ESG投資やアセット多様化で投資市場拡大へ
国土交通省は11日、「不動産投資市場政策懇談会」を開いた。今回で15回目、座長は牛島総合法律事務所弁護士の田村 幸太郎氏が務める。
冒頭、これまでの不動産投資市場関連の政策動向について、国土交通省が説明。2022年6月に閣議決定した「新しい資本主義のグランドデザイン及び実行計画」フォローアップにおいて目標とされている「30年頃までにリート等の総額約40兆円」に向けた政策として、23年3月のヘルスケアリートガイドラインの見直しや、不動産関連のセキュリティトークン規制の動きについて説明した。また、不動産分野におけるESG投資の促進に関しては、「『社会的インパクト不動産』の実践ガイダンス」策定や、「耐震・環境不動産形成促進事業」の見直しなどを紹介。このほか、不動産市場に関する情報提供の充実や、最新のデジタル活用の動きとして、「建築・都市のDX」や「不動産ID」をめぐる最新動向について説明した。
その後、不動産投資市場の現状や取り巻く課題について各種データ等を用いて説明。
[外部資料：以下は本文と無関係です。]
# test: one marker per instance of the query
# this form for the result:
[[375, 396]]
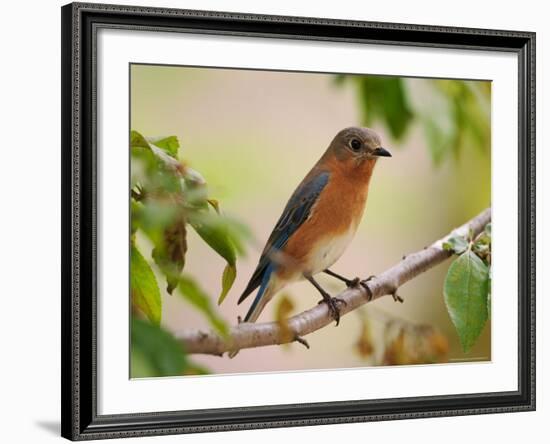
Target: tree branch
[[249, 335]]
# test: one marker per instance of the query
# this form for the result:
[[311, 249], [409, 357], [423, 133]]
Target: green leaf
[[385, 99], [465, 290], [216, 236], [143, 287], [169, 252], [155, 352], [191, 291], [228, 277], [137, 140], [456, 244], [170, 145]]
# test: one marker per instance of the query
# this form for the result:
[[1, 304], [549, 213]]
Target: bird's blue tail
[[261, 297]]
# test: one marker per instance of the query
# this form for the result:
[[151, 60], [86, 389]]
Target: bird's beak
[[381, 152]]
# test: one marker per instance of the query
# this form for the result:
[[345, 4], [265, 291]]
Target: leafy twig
[[248, 335]]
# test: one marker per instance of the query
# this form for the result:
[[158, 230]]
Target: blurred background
[[253, 135]]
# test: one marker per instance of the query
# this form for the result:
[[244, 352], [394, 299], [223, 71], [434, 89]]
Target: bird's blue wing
[[296, 212]]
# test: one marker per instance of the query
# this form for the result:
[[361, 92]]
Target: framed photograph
[[280, 221]]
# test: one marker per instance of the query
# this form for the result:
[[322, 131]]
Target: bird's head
[[356, 148]]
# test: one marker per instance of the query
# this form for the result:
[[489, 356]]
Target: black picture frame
[[79, 174]]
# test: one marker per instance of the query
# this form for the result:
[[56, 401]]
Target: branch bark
[[248, 335]]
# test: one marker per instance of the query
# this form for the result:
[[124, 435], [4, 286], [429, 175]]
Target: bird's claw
[[333, 308], [364, 284], [396, 297], [353, 283], [301, 341]]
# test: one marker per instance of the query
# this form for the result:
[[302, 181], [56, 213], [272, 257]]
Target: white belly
[[329, 251]]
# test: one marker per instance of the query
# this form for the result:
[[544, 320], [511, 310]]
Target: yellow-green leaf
[[143, 287], [196, 296], [465, 290], [169, 144], [169, 252], [155, 352]]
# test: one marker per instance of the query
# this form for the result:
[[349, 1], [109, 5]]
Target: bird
[[319, 220]]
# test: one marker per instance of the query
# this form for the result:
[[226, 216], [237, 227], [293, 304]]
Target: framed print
[[278, 221]]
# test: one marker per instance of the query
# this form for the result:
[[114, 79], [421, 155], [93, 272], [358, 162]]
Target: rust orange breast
[[323, 237]]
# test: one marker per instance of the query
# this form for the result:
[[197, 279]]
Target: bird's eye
[[355, 144]]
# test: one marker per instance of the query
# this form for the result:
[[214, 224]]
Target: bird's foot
[[364, 284], [301, 341], [350, 283], [333, 307], [396, 297]]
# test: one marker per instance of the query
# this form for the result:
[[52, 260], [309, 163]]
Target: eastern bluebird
[[319, 220]]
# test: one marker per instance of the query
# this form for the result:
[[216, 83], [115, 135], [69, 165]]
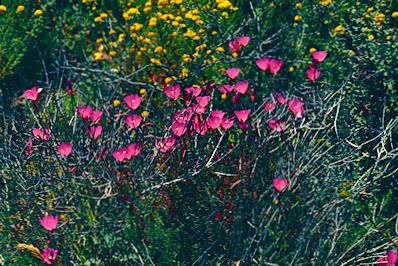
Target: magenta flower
[[296, 107], [33, 93], [94, 131], [227, 123], [203, 101], [238, 43], [218, 114], [280, 98], [263, 63], [243, 40], [226, 88], [215, 119], [319, 56], [275, 65], [133, 120], [232, 73], [133, 101], [392, 257], [280, 184], [242, 87], [84, 112], [49, 222], [178, 129], [173, 91], [194, 91], [133, 150], [199, 125], [312, 73], [269, 106], [96, 116], [166, 144], [242, 115], [120, 154], [277, 125], [29, 147], [49, 255], [65, 149], [42, 134]]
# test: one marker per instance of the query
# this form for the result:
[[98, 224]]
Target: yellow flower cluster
[[325, 2]]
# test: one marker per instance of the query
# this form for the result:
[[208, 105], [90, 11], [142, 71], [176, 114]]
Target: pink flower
[[227, 123], [215, 120], [234, 46], [120, 154], [280, 184], [275, 65], [392, 257], [49, 222], [263, 63], [269, 106], [133, 120], [84, 112], [194, 91], [65, 149], [312, 73], [33, 93], [166, 144], [49, 255], [242, 87], [232, 73], [296, 107], [203, 101], [226, 88], [238, 43], [199, 125], [28, 148], [243, 40], [94, 131], [277, 125], [178, 129], [133, 150], [319, 56], [173, 91], [133, 101], [218, 114], [42, 134], [242, 115], [280, 98], [96, 116]]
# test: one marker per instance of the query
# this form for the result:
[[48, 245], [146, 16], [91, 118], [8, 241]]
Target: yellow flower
[[116, 103], [220, 49], [38, 12], [325, 2], [339, 29], [20, 9], [380, 17], [297, 18], [184, 73]]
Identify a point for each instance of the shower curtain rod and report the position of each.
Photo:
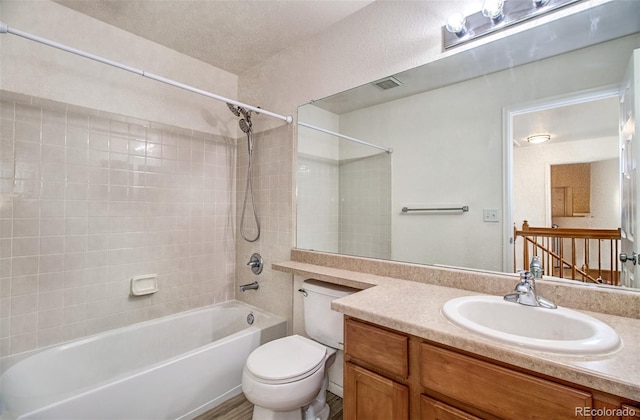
(4, 28)
(313, 127)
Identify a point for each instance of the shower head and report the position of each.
(234, 109)
(245, 125)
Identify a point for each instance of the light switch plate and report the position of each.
(490, 215)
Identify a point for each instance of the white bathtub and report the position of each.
(173, 367)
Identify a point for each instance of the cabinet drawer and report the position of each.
(437, 410)
(369, 396)
(497, 390)
(381, 348)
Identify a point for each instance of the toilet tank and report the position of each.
(321, 322)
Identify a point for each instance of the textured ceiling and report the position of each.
(234, 35)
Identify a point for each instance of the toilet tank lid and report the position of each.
(329, 289)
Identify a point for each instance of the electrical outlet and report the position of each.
(490, 215)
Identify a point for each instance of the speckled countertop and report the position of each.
(415, 308)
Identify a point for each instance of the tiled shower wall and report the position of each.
(88, 200)
(272, 181)
(365, 206)
(317, 182)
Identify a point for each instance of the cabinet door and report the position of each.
(437, 410)
(368, 396)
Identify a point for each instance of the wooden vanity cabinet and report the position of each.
(390, 375)
(375, 373)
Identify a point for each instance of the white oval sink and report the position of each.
(558, 330)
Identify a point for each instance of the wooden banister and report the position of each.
(549, 244)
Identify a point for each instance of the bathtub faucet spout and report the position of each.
(249, 286)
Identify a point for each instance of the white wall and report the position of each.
(41, 71)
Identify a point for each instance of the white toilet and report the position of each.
(287, 378)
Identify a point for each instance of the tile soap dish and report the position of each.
(144, 285)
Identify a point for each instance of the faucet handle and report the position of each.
(525, 275)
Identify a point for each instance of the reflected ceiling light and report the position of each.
(456, 24)
(538, 138)
(493, 9)
(495, 15)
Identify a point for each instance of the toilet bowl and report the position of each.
(287, 378)
(286, 375)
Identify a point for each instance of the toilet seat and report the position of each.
(286, 360)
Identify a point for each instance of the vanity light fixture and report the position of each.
(456, 24)
(538, 138)
(495, 15)
(494, 10)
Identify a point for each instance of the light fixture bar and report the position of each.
(515, 11)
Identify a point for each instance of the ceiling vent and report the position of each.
(387, 83)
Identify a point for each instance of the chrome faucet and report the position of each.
(535, 267)
(525, 293)
(249, 286)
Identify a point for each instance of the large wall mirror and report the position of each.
(458, 128)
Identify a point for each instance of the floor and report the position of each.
(238, 408)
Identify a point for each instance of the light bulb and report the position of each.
(493, 9)
(538, 138)
(456, 24)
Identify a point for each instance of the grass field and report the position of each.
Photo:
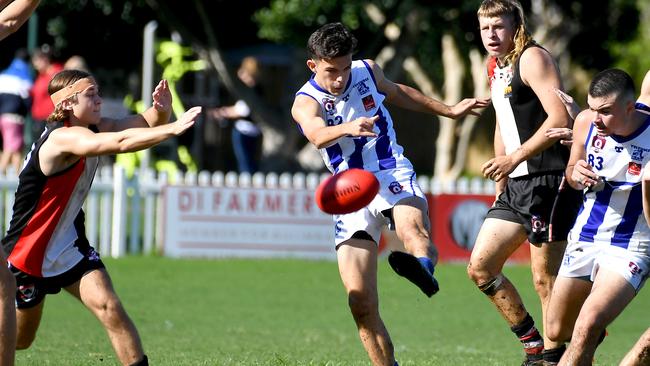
(294, 312)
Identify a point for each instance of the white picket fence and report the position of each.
(122, 214)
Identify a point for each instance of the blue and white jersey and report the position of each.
(361, 98)
(612, 213)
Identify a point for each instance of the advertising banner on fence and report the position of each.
(456, 220)
(245, 222)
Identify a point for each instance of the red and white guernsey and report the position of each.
(520, 115)
(47, 235)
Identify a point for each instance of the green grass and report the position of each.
(294, 312)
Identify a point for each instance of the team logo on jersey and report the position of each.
(395, 187)
(634, 168)
(361, 86)
(638, 151)
(507, 92)
(27, 293)
(328, 104)
(598, 142)
(368, 102)
(634, 269)
(338, 228)
(537, 224)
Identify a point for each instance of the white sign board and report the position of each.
(245, 222)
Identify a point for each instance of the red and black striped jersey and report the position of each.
(46, 236)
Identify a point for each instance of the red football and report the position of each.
(347, 191)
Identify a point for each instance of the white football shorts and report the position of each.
(585, 259)
(394, 185)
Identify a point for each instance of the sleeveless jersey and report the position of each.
(361, 98)
(47, 236)
(520, 115)
(613, 214)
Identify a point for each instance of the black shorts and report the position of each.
(31, 290)
(545, 205)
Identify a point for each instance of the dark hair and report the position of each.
(330, 41)
(58, 82)
(612, 82)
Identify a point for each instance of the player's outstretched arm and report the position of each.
(644, 96)
(538, 70)
(578, 172)
(410, 98)
(307, 112)
(14, 14)
(80, 141)
(156, 115)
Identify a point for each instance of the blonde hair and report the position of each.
(58, 82)
(498, 8)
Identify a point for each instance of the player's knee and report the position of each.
(543, 284)
(24, 341)
(109, 310)
(361, 304)
(556, 332)
(478, 274)
(7, 283)
(490, 286)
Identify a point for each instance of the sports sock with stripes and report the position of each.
(529, 336)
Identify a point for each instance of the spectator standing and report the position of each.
(42, 105)
(15, 84)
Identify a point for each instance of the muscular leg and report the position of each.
(412, 227)
(357, 261)
(610, 295)
(496, 241)
(545, 264)
(96, 292)
(564, 306)
(639, 355)
(28, 321)
(7, 314)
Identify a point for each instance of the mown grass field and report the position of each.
(294, 312)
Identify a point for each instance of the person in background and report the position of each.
(46, 241)
(532, 199)
(15, 84)
(42, 106)
(246, 135)
(13, 13)
(76, 62)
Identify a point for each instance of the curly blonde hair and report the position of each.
(58, 82)
(498, 8)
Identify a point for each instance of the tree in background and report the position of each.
(431, 45)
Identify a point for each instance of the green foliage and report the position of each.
(294, 312)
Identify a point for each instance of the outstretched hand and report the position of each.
(162, 97)
(467, 106)
(498, 168)
(186, 121)
(362, 126)
(564, 134)
(571, 106)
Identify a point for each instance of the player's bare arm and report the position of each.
(307, 112)
(156, 115)
(65, 145)
(538, 71)
(489, 169)
(410, 98)
(644, 96)
(14, 14)
(579, 173)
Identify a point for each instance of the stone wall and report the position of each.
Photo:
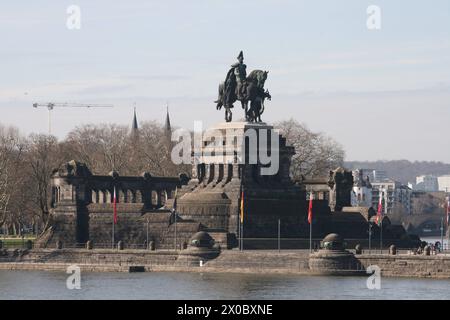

その上で、今後の検討テーマについて「都市の競争力向上」や「ESG投資の促進」「築古ビルの戦略的更新」「アセットの多様化」などを取り上げる方針を示した。
これに対して委員からは、「築古ビルの更新や都市の国際競争力強化のために、不動産投資市場は資金供給源となるので期待したいが、国民に分かりやすい都市像を示すかが見えづらい」「リート等の総額40兆円に向けては、現在の主にJREITと私募リートで構成する市場だけではなく、現在の制度の在り方等も抜本的に見直してもいいのでは」「ディベロッパーが新しいアセットの開発に取り組みやすくなれば、開発対象地が広がり、いろいろな知己に資金が流入することになる」「既存ビルの運用時の脱炭素政策が遅れているので、実績値に基づいた格付けをつくり、普及させていくことが重要」などといったコメントが挙がった。
国交省では、各委員からのコメントを材料にテーマ別に勉強会等を行ない、来春をめどに再度懇談会を招集してとりまとめを行なう計画。